カニは部屋の隅の水壷に放り込んだが、その後はひたすら質問攻めである。
「私だって釣りくらいしたかったのだ。気が向いただけだが」
「別に貴方がどんな趣味を持とうが構いませんが、食事時は特別な用が無い限りは家にいてくれないと、私も困ってしまいます」
いつものようにベッドの上に腰掛け、とても皮肉げに高圧的に返して来るフィアーに、クロウはやや疲れを感じていた。
「そもそも、釣りなんてのは敗者の趣味ですよ。ただひたすら待ってるだけ、自分からはアクションを取らずに偶然食いついた魚を得るだけなんて、何が楽しいのか私には理解できませんね」
加えて人の趣味の領域にまでケチをつけてくる始末である。
一体釣りの何が彼女をここまで苛立たせているのか。クロウにはこちらの方が理解できなかった。

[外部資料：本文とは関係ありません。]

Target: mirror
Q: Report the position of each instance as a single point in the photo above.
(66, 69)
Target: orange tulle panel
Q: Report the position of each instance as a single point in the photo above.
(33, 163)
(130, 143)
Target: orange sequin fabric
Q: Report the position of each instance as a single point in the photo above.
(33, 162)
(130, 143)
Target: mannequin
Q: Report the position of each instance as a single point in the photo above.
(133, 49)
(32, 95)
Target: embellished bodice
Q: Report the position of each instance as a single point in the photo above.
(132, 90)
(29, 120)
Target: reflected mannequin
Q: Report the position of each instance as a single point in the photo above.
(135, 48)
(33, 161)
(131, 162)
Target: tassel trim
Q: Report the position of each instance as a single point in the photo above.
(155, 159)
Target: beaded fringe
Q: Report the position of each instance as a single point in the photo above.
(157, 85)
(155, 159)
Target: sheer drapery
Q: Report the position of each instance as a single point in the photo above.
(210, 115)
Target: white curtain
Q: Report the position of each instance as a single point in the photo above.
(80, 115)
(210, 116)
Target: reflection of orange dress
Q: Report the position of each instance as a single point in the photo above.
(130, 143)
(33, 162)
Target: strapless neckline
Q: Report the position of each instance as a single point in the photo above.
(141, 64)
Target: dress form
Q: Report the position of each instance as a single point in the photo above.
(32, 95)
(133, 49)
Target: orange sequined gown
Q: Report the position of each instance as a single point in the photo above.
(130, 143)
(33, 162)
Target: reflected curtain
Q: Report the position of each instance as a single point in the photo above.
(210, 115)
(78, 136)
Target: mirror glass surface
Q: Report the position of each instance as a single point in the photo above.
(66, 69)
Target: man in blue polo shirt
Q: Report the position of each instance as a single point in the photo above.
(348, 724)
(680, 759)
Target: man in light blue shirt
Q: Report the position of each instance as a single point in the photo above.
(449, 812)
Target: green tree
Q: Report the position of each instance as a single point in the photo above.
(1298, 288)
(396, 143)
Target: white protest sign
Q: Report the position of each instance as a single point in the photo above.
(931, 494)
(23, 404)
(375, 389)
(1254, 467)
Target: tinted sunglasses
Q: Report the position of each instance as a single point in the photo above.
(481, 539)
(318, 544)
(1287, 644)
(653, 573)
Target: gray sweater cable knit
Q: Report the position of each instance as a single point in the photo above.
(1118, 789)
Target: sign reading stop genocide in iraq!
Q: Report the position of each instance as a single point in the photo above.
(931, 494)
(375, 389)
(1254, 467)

「その時間を使ってフィールドワークでもした方がよほど仕事のタメになるんじゃありません?」
「だが街を歩く時の私は『ベルク』だ。そう演じろと命じたのは他でもないあんただろうが」
クロウとしても何故ここまでフィアーが怒っているのか解らないし、いい加減イライラしてきたのではっきり言い返してしまう。
「でも、だからって釣りを――」
「あんたの何が釣りをそこまで嫌わせてるのか知らんが、それは私が釣りをする事と何か関係があるのか?」
「……ありませんが」
「ならいいではないか。そうではないだろう。仕事の話をしにきたのではないのか?」
「そうですが……」
「なら早く話してくれ。あんただって暇じゃないんだろう?」
「……むむ。なんででしょうか。なんで私が言いくるめられてるんでしょうか」
いつの間にか形勢は逆転。クロウがフィアーを押し込んでいた。
「今回の目標は、街の西に屋敷を構える高利貸し『シュッテン』。これを、人目に付かぬよう始末してください」
面白くなさそうな顔をしていたフィアーだったが、仕事の話ともなるとそれが嘘のように元の冷たい雰囲気を漂わせる。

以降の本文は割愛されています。